Kukembalikan!

"Loh itukan uang arisanku, enak saja kamu mau potong hanya untuk biaya Imron, kamu sebagai istri yang harus bertanggung jawablah!" tukas Mbak Hesti.

"Ya terserah apa yang Mbak pikirkan, yang jelas itu sudah menjadi langkah yang aku ambil, jadi silakan bayar atau bulan depan Mbak tidak akan bisa membayar arisan," jawabku lalu segera menuju tukang ojek yang masih menungguku di depan rumah.

"Nirwana! Kamu gil*, hah? Nirwana! Mau kemana kamu? Bagaimana sama Imron?" Masih sempat aku mendengar teriakan Ibu mertuaku saat motor akan membawaku pergi.

Mungkin sekarang aku akan menjadi perempuan tegas, dan menyiapkan hati, memberanikan diri atas apa yang akan terjadi nantinya.

Aku melanjutkan pekerjaanku di rumah Bu Rt.


-------------


Sepanjang hari Mas Imron menelpon dan mengirimiku pesan untuk menyuruhku pulang, namun hal itu tidak membuat berniat pulang sedikitpun, hingga sudah waktunya pulang.

Seperti tadi, aku memilih ojek untuk pulang ke rumah.


Aku menggendong Permata masuk ke dalam rumah.

"Kenapa kamu pulangnya lambat, Wan?" tanya Mas Imron.

"Aku bekerja, Mas, kamu sudah makan?"

"Belum."

"Loh, Ibu dan Mbak Hesti kemana?"

"Mereka hanya sebentar di sini dan pergi," jawab Mas Imron.

Sebenarnya jika sudah seperti ini aku kembali luluh, tapi aku juga ingin agar Mas Imron sadar kalau aku dan Permatalah yang akan mendampinginya saat masa susah, dan agar tidak melupakan kami saat dia kembali bahagia.

Aku segera ke dapur dan memasakan bubur untuk Mas Imron. 

Beberapa kali terdengar Mas Imron merintih, mungkin luka di kakinya terasa perih karena belum minum obat.

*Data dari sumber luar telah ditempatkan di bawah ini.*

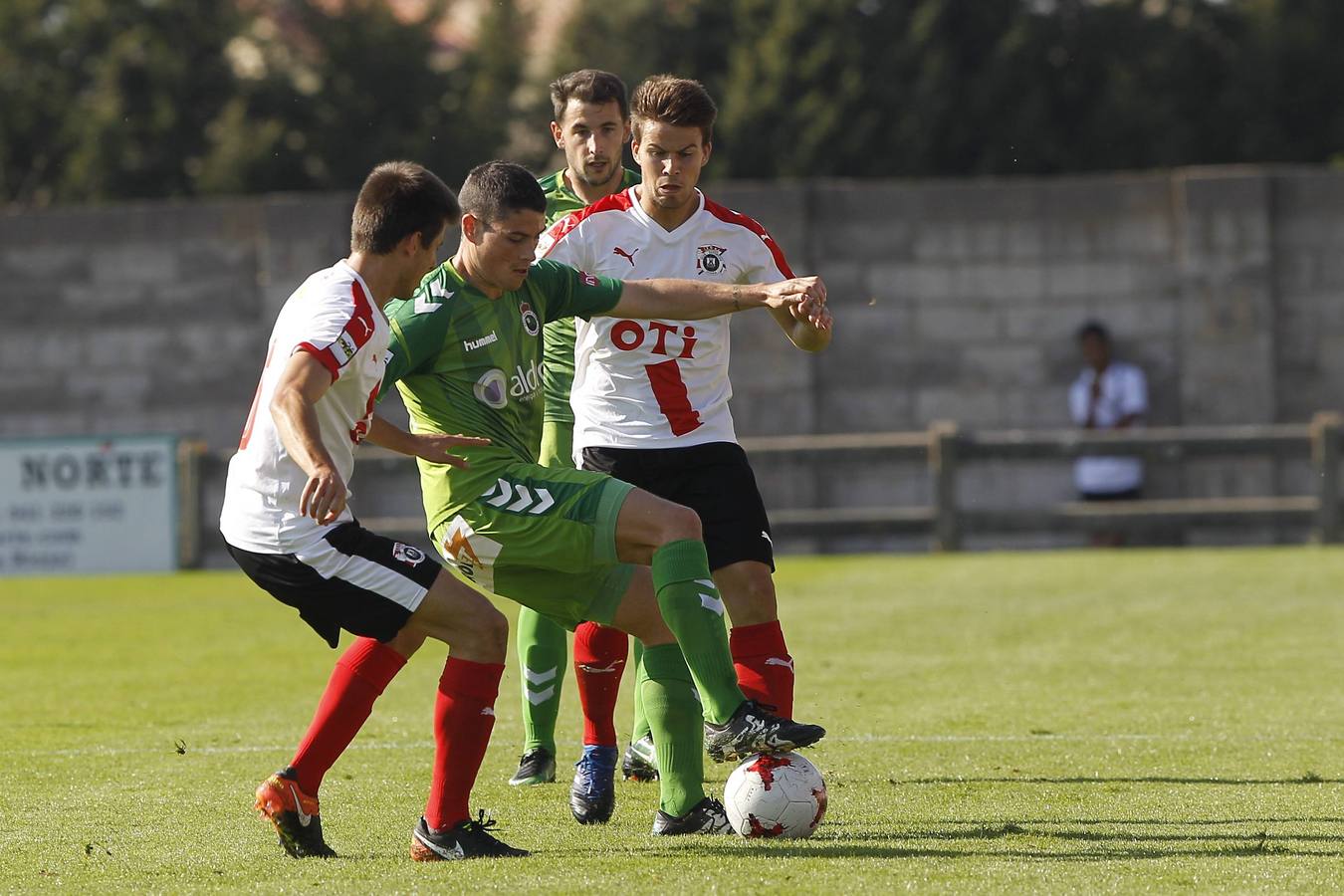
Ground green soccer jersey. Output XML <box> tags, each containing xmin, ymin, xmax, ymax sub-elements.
<box><xmin>539</xmin><ymin>168</ymin><xmax>640</xmax><ymax>426</ymax></box>
<box><xmin>383</xmin><ymin>259</ymin><xmax>622</xmax><ymax>531</ymax></box>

Setelah bubur masak, aku menyuapinya.

"Terima kasih, Dek," ucapnya pelan.

Aku tidak menjawab.

"Dek, jangan lagi berkata seperti itu di depan teman-temanku, mereka juga punya harga diri, tadi juga kamu tidak menyiapkan minuman untuk mereka, kan kasihan, mereka harus, Dek."

Aku menghela napas dan melihat Mas Imron.

"Bagaimana nanti masalah gajimu? Pasti akan dipotong karena tidak hadir, Mas."

"Kamu kan bekerja, bulan ini kamu bantuin aku yah."

"Mas, aku bekerja untukku dan Permata bukan untuk temanmu, dan mbakmu, aku juga akan mengirimi ibuku uang, sejak menikah, aku bahkan tidak pernah mengirimkan mereka sebutin beraspun."


"Loh nggak bisa gitu, toh kamu tinggal di lingkungan keluargaku, kenapa kamu malah memikirkan keluargamu? Nggak boleh!"

"Loh, setiap bulan gajimu selalu kau berikan kepada keluargamu, jangakan memberikan kepada ibuku, memgingatnya saja kamu tidak pernah, dan aku sebagai anak, maka kali ini aku akan lebih peduli pada ibuku!"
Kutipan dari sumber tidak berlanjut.